I know this is an old post but wanted to add a comment here as I've been struggling for about a week until I figured this out.

When adding a new proxmox host to an existing cluster I kept getting "waiting for quorum". I know multicast worked as I tested using omping but didn't realize that using jumbo frames on the interface that you are contacting the cluster node on somehow prevents this from working. I remove jumbo frames from the interface in question and set it back to the default 1500 MTU. After that I could join the cluster without issue.

Hope this helps someone.
Garith Dugmore
 
Enough people have quorum issues, corosync issues, joining issues, etc. that I think these troubleshooting steps should be documented on the wiki.

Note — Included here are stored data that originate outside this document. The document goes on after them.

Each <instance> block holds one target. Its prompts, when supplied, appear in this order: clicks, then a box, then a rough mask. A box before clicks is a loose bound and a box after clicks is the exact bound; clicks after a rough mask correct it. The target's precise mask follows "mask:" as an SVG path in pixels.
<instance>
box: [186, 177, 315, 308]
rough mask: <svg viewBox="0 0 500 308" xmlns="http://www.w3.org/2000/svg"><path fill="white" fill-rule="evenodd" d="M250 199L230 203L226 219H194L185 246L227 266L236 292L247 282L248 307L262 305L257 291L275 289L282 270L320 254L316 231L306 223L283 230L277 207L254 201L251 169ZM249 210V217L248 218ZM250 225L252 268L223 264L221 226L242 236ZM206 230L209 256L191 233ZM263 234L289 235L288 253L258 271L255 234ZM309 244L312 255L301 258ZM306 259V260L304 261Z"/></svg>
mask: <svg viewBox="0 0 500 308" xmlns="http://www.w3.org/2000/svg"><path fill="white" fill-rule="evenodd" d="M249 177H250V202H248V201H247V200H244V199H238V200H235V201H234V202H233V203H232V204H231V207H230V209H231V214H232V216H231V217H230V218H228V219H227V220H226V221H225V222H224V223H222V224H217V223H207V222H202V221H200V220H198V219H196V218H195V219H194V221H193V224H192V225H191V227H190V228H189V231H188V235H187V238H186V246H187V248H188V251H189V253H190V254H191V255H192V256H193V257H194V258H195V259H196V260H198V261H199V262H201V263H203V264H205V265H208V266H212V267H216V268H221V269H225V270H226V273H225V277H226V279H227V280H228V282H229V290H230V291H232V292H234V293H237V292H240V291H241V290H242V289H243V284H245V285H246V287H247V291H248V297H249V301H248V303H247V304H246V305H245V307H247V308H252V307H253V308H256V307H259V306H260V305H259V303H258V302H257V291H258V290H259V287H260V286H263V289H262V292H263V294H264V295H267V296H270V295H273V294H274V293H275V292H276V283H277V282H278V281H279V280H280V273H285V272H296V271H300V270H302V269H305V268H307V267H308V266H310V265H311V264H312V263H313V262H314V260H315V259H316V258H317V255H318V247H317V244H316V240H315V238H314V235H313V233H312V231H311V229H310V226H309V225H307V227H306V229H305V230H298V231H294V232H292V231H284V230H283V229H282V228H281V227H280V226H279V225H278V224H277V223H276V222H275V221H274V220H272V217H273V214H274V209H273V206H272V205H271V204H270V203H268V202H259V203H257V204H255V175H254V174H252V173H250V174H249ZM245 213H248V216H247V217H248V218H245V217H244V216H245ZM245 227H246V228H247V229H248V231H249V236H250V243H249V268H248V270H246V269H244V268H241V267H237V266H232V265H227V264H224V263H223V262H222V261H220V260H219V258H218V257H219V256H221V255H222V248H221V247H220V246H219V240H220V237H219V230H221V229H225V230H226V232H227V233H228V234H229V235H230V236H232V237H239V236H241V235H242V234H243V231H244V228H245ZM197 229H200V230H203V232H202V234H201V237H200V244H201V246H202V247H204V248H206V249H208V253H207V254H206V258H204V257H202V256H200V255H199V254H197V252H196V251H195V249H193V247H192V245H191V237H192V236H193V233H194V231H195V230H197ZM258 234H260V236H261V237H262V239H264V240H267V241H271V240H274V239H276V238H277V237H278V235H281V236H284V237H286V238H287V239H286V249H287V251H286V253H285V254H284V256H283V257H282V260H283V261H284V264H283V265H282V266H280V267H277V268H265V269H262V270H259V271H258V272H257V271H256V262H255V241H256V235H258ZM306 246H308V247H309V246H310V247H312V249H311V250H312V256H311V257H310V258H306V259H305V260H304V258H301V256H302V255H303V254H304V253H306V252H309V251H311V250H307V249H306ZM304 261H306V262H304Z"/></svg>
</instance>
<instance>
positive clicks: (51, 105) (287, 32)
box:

Oh, wait, I have write access to the wiki. Um. Yeah. OK, I'll start writing something up :-(.

FWIW, I just discovered that on a 1Gbit/sec network, I'm unable to add a 5th cluster node when using UDP unicast. Deleting all the cluster data (per above) and then re-joining after disabling IGMP on my switch completely works.